Finance

Job Costing

A method of recording all costs - labor, materials, and overhead - against a specific job or project. Shows whether individual jobs are profitable and where actual costs exceeded or came in under the original estimate.

Job costing is the practice of recording every cost incurred on a project - direct labor, materials, sub-contractor fees, and a share of business overhead - against a specific job record. The goal is to know, at the end of each job, whether you made the margin you expected when you quoted it. Without job costing, a business can show a healthy bank balance while quietly losing money on individual projects. The gap between estimated cost and actual cost on a completed job is the clearest measure of operational accuracy in any project-based business.

What Job Costing Measures

Three cost categories form a complete job cost record.

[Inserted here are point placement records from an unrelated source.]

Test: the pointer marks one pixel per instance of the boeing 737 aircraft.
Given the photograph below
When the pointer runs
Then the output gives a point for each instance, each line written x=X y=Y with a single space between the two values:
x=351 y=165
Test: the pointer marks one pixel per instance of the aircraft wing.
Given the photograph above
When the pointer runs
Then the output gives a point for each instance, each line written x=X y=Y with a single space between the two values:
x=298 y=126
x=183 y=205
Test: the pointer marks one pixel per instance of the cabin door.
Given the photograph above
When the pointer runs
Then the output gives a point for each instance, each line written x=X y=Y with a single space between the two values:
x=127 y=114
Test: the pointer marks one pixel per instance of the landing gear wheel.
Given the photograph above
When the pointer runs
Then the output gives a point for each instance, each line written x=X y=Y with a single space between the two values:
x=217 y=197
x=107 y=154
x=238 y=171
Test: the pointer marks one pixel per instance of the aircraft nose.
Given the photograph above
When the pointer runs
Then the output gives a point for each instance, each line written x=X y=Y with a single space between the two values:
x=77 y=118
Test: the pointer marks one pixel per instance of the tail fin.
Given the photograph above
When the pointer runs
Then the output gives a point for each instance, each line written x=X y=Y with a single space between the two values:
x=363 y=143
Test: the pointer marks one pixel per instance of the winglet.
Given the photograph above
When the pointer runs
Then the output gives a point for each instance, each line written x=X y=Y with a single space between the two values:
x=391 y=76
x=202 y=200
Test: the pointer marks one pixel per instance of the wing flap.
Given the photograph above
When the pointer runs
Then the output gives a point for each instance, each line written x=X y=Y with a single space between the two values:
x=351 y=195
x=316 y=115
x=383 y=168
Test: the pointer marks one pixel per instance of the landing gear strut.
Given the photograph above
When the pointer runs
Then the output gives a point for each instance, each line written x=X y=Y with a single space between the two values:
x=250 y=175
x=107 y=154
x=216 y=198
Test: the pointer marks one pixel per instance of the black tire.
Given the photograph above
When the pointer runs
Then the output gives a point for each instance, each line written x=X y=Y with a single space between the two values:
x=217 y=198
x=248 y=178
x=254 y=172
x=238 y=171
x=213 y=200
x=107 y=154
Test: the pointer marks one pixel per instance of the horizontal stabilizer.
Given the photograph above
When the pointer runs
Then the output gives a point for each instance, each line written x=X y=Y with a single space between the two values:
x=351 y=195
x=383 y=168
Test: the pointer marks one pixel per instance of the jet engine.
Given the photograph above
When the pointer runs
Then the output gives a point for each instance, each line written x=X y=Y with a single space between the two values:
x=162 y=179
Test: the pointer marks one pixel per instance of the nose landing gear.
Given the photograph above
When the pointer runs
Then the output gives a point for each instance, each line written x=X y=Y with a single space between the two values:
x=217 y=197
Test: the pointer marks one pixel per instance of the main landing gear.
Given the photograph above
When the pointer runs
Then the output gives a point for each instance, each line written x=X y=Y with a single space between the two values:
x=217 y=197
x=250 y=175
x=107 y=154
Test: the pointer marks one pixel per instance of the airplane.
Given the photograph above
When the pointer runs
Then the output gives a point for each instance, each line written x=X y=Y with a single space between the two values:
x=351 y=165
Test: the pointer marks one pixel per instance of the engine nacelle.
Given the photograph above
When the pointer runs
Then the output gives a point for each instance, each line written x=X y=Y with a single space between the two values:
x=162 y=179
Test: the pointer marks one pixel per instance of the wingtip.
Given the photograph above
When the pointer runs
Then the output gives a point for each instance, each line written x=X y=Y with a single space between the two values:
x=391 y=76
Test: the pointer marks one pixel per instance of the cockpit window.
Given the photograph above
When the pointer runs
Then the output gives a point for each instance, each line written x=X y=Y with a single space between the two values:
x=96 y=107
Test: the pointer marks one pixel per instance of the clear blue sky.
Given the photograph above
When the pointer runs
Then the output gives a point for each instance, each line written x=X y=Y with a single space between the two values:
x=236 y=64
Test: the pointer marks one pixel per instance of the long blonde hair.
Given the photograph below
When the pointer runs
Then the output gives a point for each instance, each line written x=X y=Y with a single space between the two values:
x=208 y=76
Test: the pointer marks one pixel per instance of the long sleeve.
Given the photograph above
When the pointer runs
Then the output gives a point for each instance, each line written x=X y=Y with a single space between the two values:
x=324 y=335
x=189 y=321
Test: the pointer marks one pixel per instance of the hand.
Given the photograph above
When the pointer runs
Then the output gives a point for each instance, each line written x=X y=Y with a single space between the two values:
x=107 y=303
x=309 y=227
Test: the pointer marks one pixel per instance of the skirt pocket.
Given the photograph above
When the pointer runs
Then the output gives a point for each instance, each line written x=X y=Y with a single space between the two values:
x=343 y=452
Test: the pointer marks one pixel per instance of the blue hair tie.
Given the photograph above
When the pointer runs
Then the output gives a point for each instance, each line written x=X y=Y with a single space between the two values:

Direct labor covers all hours worked on a specific job, valued at the fully burdened rate - not the direct wage alone. A technician paid $30/hour typically costs $45-$55/hour once employer taxes, insurance, tools, and vehicle costs are included. Hours logged to the wrong job, or not logged at all, create a gap between what the system shows and what the job actually cost. Across twenty jobs a month, even two unrecorded hours per job at $50 burdened adds up to $2,000 in invisible labor costs.

Direct materials include every item consumed on the job: goods ordered on a job-specific purchase order, van stock drawn on site, and anything pulled from warehouse inventory. Materials not attributed to a specific job typically disappear into general overhead, where they reduce overall business margin without being visible at the job level.

Applied overhead is the portion of fixed business costs - rent, utilities, insurance, administration salaries - allocated to each job. If annual fixed overhead is $80,000 and annual direct costs are $400,000, the overhead rate is 20%. A $10,000 job carries $2,000 of overhead in its cost calculation, and that recovery only works if the job is actually costed and the overhead rate is applied consistently.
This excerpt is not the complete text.